Explainability

Magnus Nielsen, SODAS, UCPH

Agenda

Explainability
Model specific
- Linear regression
- Decision trees
Model agnostic
- Permutation importance
- Partial dependencies
SHAP values

What is explainability?

Question

In your opinion, what is explainability in the context of machine learning?

Explainability

What is an explanation?

The answer to a why question

In the context of today:

Why did our model predict what it did

Today we will look at

What constitutes good answers
How we can create these answers
The strengths and weaknesses of different answers

Why explainability?

Understanding our models can help in many scenarios

Model building
- Debugging
- Improving accuracy
Fairness
- Detect if models use protected attributes heavily
Acceptance of models
- (Some) people don’t trust predictions made by black box models

When is an explanation good?

Important to remember that explanations are social and should be tailored to the situation

Some other general pointers to think about when explaining your models:

We like to contrast explanations to some (perhaps imaginary) other observation
- Contrast to average or other observations
We prefer selective explanations, even though they may be less truthful
- Focus on the biggest factors
We prefer explanations that focus on the abnormal, but if no abnormal events occur, we prefer explanations to be general
- Focus on abnormal values in observations

Scope of methods

Global and local methods

Global methods describe the average behaviour of a machine learning model

Explaining the broader strokes
Debugging and improving by discovering unexpected and weird behaviour

Local methods explain individual predictions (or model in the vicinity of an individual prediction)
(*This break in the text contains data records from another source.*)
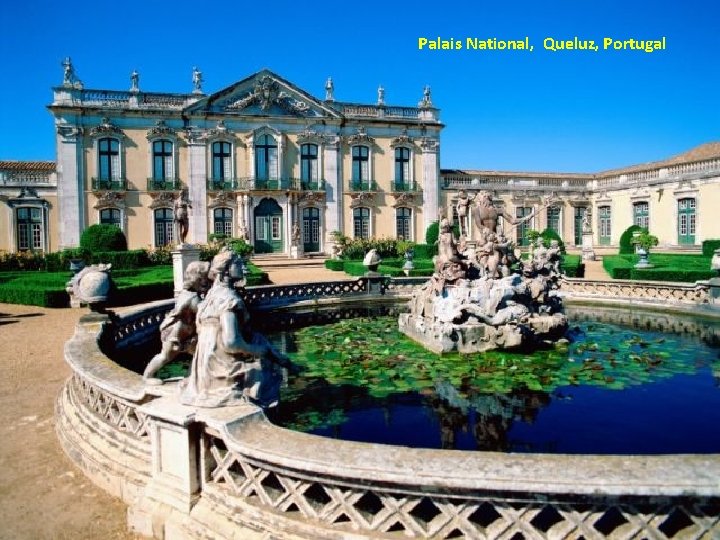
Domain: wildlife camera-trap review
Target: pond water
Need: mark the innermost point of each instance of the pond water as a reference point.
(611, 390)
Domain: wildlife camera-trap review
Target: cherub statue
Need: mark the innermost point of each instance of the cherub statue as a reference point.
(177, 331)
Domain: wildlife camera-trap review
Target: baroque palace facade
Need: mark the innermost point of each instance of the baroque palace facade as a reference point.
(262, 155)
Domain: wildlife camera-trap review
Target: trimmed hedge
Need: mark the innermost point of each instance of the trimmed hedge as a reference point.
(626, 245)
(709, 247)
(103, 237)
(335, 264)
(668, 267)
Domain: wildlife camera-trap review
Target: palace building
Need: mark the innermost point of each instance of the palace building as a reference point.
(262, 156)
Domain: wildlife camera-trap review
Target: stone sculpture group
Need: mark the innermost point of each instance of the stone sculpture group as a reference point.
(482, 295)
(231, 363)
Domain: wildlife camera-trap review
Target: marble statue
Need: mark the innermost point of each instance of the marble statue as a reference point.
(232, 364)
(181, 218)
(484, 298)
(177, 331)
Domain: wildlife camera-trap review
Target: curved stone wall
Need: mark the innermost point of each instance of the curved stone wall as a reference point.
(229, 473)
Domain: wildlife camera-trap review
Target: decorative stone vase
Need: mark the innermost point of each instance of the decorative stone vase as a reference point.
(644, 261)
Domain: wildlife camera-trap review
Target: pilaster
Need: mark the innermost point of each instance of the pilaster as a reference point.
(70, 185)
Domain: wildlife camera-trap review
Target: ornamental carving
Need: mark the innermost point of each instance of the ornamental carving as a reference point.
(404, 199)
(312, 198)
(110, 199)
(163, 199)
(222, 199)
(362, 198)
(360, 137)
(429, 145)
(106, 128)
(402, 140)
(161, 130)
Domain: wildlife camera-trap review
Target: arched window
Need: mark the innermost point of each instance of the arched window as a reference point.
(686, 221)
(308, 163)
(29, 226)
(108, 160)
(361, 166)
(111, 216)
(222, 222)
(523, 227)
(163, 161)
(641, 214)
(222, 166)
(402, 169)
(403, 223)
(266, 160)
(361, 223)
(163, 227)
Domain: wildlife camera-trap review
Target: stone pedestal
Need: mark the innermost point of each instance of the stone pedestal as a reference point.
(588, 251)
(183, 255)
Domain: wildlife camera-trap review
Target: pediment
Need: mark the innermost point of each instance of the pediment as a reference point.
(263, 94)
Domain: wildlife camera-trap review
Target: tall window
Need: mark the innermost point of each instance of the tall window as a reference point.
(163, 226)
(162, 160)
(110, 216)
(604, 225)
(686, 221)
(521, 212)
(222, 221)
(222, 168)
(361, 164)
(361, 223)
(308, 163)
(554, 218)
(402, 168)
(29, 227)
(266, 164)
(403, 221)
(109, 159)
(641, 214)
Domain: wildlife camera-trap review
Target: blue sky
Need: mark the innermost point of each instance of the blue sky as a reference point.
(508, 110)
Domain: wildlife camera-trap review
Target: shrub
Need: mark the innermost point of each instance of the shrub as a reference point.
(709, 247)
(335, 264)
(103, 237)
(626, 245)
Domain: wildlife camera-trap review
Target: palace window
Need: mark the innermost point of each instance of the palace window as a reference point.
(222, 222)
(403, 223)
(111, 216)
(641, 214)
(521, 235)
(361, 223)
(108, 159)
(686, 220)
(29, 227)
(402, 168)
(266, 158)
(308, 163)
(553, 216)
(222, 165)
(361, 164)
(604, 217)
(163, 227)
(163, 160)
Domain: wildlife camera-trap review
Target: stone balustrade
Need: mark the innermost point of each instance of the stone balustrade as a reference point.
(229, 473)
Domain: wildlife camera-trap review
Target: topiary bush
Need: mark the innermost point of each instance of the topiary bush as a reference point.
(709, 247)
(103, 237)
(626, 245)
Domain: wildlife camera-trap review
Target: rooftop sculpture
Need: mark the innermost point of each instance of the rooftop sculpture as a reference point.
(475, 301)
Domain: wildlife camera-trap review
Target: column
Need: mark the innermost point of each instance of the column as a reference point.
(70, 185)
(430, 180)
(197, 189)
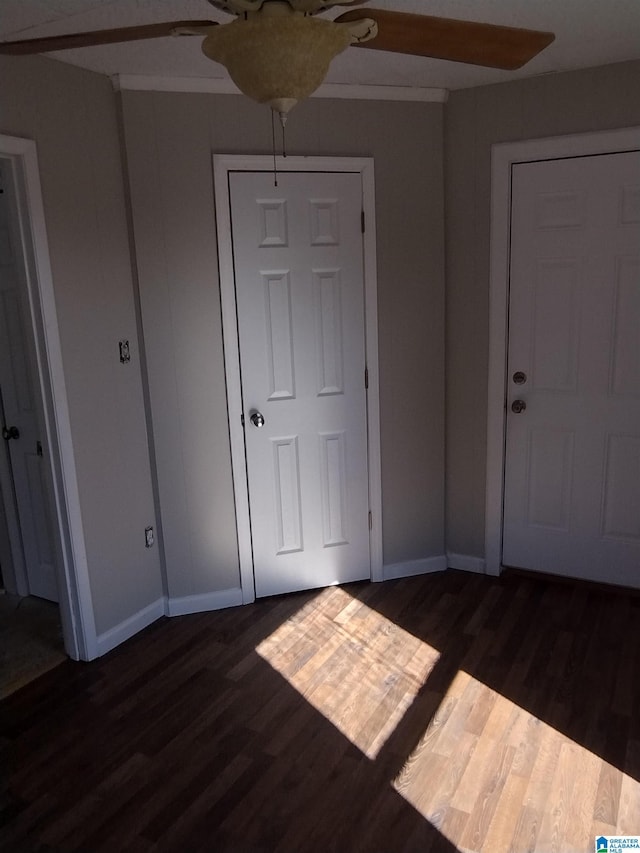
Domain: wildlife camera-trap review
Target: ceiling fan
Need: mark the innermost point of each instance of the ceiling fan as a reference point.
(278, 51)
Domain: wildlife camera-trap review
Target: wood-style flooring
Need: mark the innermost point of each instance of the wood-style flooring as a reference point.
(439, 713)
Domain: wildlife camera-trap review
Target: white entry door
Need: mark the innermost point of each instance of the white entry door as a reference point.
(572, 475)
(298, 266)
(23, 481)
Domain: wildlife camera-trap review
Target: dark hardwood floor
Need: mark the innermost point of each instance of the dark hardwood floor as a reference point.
(440, 713)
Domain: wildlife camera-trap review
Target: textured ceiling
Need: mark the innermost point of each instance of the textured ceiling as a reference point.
(588, 33)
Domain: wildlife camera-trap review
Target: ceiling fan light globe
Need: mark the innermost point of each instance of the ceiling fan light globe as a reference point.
(277, 60)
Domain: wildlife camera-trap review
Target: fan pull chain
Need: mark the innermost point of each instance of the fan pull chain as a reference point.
(283, 122)
(273, 148)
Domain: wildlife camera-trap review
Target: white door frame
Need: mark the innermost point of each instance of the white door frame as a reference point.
(76, 608)
(223, 164)
(503, 157)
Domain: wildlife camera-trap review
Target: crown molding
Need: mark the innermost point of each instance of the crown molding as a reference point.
(224, 86)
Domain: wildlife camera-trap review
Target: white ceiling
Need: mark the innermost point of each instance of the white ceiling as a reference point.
(588, 33)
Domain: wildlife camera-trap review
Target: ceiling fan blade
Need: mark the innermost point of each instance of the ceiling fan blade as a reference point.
(97, 37)
(446, 38)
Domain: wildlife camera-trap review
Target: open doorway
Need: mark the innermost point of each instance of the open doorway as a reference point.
(30, 624)
(43, 566)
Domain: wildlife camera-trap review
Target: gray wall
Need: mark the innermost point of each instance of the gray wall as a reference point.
(72, 116)
(169, 140)
(596, 99)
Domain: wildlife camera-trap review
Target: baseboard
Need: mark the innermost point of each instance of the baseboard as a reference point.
(126, 629)
(410, 568)
(208, 601)
(466, 564)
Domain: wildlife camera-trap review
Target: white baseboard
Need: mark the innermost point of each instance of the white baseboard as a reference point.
(410, 568)
(208, 601)
(126, 629)
(466, 564)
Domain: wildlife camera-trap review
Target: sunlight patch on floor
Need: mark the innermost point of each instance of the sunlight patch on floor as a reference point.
(486, 772)
(356, 667)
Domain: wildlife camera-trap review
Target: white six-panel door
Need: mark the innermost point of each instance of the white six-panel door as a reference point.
(572, 472)
(300, 299)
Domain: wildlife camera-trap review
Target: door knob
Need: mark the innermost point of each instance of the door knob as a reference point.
(10, 432)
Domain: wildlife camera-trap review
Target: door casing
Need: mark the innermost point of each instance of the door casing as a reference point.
(76, 609)
(223, 164)
(503, 157)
Explaining a specific instance
Debugging and improving by examining a few bad predictions

Comprehensibility above all

The most important property is how comprehensible the explanations are

Can the audience actually understand the explanation?

The social context of explanations is especially important here

You would all probably be comfortable with interpretation of linear or logistic regression models

Other properties of explanations

There are many other properties that one can consider, i.e.:

Fidelity: How well do the explanation explains the prediction
- Some methods offer only individual fidelity
Accuracy: How well do explanations explain unseen values
- Especially important if using explanations in place of predictions
Stability: Are explanations similar for similar observations (in regards to both input and prediction)
- Unless small perturbations drastically change output, explanations should be similar

A longer list can be seen here

Properties of explanation methods

Expressive Power

What is the structure of explanations, e.g. weights or flowcharts

Translucency

How much does the explanation rely on the model which made the prediction

Portability

How portable is the explanation method between different models
Translucency and portability have an inverse relationship

Algorithmic Complexity

How much time does it take to compute the explanations

How to achieve interpretability

Two methods:

Use models that are intrinsically interpretable
Use post-hoc methods for explainability

Which to choose?

The most accepted within social sciences and legislation are intrinsically interpretable models

Linear regression, logistic regression or decision trees
Can obtain full global fidelity
- Can explain exactly why a prediction was what it was
Generally entails a performance trade off

This is not always necessary and model-agnostic post-hoc methods are most often used

It seems that post-hoc methods are becoming the default (at least within data science)

Linear regression

Weights

In linear models, we can interpret the weights

All else equal

Lots of collective experience

Both among social scientists, but also other fields
Going to focus on some visuals

Weight plots

_{^{Source: Molnar, 2022}}

Weight feature plot

_{^{Source: Molnar, 2022}}

Individual explanations

_{^{Source: Molnar, 2022}}

Selective explanations

LASSO models create sparse models due to the \(L_2\) norm

Can be done to either

Increase performance
Reduce complexity

\(\alpha\) can be tuned such that a set amount of weights are non-zero

Utilize same methods as before

Drawbacks

No interactions unless you include them
Linear models do not perform well with non-linear data
All else equal interpretation
- If features covary, this can create weird interpretations
If features covary, model may arbitrarily select one

Decision trees

Decision trees as flowcharts

Decision trees can be plotted

Easy to understand
A collection of if-else statements and splits
Easy to imagine counterfactuals
They always go left in sklearn

Maximum amount of leafs is maximum depth to the power of two

A shallow flowchart

A deep flowchart

Question

Do you consider linear regression or decision trees to be most explainable?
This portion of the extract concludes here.